Wearable company Fitbit began trading on the New York Stock Exchange this morning, ending the device maker's quest to go public. According to Forbes, the IPO raised $732 million for the company that's trading with a market cap of $6 billion. What do those numbers mean exactly? Well, wearables, despite being niche devices that studies show are easily replaced by phones, are a big business capable of raking in billions. To put it simply, wearables have grown up.

Fitbit's IPO follows several quarters of steady revenue growth, including a $126 million increase in Q1 over the same period last year. If you'll recall, the company announced a trio of new devices last fall, so that provided an extra push. What's also interesting is that Fitbit is one of the few hardware companies going public nowadays. More often than not it's the software startups and services typically making the move to become publicly traded companies. It's particularly interesting for a wearable maker, especially when you consider a lot of folks buying them only commit to daily wear for a short time.

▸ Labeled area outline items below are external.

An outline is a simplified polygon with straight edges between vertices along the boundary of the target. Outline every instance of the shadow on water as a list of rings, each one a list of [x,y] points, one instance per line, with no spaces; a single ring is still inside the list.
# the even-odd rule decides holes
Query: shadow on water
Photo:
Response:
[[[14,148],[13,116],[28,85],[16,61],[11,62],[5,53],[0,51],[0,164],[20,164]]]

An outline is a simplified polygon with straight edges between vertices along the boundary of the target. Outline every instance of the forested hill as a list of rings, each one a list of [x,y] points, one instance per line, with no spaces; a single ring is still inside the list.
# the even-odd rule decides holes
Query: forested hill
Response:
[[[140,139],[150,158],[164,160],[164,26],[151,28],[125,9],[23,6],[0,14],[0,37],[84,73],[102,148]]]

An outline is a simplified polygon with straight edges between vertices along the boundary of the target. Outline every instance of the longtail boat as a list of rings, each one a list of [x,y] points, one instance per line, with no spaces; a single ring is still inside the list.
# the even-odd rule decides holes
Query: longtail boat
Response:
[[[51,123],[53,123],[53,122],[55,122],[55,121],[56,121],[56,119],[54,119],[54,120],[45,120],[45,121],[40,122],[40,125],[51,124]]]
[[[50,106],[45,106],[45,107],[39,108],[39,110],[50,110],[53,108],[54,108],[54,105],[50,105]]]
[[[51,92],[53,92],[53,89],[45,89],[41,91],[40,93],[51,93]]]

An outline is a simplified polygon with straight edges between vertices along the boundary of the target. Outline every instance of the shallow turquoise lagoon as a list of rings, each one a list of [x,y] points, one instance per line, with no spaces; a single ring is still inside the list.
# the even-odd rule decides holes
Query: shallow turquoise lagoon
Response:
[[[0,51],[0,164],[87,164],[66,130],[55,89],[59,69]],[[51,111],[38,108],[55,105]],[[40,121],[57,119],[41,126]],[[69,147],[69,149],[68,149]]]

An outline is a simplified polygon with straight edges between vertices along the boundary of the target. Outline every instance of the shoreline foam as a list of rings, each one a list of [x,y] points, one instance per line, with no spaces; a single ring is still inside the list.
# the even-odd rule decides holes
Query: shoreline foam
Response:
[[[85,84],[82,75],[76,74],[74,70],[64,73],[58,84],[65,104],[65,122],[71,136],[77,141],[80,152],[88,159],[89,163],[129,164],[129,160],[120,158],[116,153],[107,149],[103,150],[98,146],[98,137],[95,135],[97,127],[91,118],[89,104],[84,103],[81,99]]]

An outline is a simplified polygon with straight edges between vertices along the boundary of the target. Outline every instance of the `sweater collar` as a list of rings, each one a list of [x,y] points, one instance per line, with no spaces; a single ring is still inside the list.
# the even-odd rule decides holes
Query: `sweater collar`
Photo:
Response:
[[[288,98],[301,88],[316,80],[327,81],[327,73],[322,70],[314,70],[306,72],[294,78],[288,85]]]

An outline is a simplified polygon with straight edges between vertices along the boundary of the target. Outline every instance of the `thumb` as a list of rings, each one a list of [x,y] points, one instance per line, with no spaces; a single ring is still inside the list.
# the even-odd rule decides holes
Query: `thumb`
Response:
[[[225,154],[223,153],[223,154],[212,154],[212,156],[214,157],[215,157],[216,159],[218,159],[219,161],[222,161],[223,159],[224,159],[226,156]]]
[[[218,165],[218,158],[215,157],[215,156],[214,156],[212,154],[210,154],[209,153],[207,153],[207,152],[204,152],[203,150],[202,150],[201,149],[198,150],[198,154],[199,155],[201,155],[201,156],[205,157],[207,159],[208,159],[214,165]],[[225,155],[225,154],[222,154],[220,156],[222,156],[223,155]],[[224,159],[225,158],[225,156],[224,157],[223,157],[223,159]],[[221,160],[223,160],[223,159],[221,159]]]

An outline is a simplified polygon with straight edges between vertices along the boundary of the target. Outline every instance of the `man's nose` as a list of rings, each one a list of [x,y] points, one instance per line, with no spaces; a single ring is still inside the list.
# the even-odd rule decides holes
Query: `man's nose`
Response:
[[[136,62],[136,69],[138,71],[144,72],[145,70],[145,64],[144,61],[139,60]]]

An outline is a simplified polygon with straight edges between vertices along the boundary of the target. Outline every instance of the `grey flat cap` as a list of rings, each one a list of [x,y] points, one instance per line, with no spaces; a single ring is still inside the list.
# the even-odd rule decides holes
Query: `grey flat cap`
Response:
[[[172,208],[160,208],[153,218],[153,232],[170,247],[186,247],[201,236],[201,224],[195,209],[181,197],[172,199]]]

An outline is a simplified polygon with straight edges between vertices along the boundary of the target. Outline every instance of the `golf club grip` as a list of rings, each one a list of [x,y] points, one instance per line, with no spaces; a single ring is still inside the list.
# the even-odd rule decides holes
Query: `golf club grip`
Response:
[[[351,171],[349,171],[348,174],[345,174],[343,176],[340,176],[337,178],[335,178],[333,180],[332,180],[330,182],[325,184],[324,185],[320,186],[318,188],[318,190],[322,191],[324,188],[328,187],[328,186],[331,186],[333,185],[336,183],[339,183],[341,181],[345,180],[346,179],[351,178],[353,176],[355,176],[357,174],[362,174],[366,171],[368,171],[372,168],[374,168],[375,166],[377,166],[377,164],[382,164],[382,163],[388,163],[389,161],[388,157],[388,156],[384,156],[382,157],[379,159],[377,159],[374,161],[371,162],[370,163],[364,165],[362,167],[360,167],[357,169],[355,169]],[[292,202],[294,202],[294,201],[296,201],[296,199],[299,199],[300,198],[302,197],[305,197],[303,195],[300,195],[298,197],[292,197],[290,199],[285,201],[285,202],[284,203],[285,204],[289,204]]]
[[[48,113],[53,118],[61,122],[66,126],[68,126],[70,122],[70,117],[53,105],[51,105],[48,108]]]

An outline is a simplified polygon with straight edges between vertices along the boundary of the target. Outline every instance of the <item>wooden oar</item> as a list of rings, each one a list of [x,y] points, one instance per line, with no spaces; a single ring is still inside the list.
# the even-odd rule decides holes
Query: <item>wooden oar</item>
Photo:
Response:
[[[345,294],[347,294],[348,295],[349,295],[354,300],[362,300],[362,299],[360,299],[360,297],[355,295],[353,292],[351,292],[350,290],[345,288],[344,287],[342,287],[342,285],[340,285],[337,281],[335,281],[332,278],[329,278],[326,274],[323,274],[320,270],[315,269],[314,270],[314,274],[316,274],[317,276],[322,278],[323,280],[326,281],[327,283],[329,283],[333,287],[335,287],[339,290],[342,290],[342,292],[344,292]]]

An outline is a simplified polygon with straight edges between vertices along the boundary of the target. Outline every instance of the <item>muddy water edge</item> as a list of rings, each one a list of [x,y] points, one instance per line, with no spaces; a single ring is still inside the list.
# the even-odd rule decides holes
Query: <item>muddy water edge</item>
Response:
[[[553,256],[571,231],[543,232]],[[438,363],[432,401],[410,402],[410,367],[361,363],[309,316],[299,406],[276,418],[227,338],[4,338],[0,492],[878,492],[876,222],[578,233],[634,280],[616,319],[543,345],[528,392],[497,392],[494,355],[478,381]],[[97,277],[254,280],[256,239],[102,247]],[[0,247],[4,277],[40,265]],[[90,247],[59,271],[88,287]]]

However, as Fitbit's numbers show, there's big money to be made in wearables. The company nabbed a personal training app to improve the experience for users and hired a former HTC lead designer to guide product development. Of course, it's also being sued by Jawbone for "plundering" sensitive product information and skin issues are an on-going problem. And if Jawbone has its way, Fitbit may face a sales ban in the US, which is sure to eat into those healthy valuation and sales figures.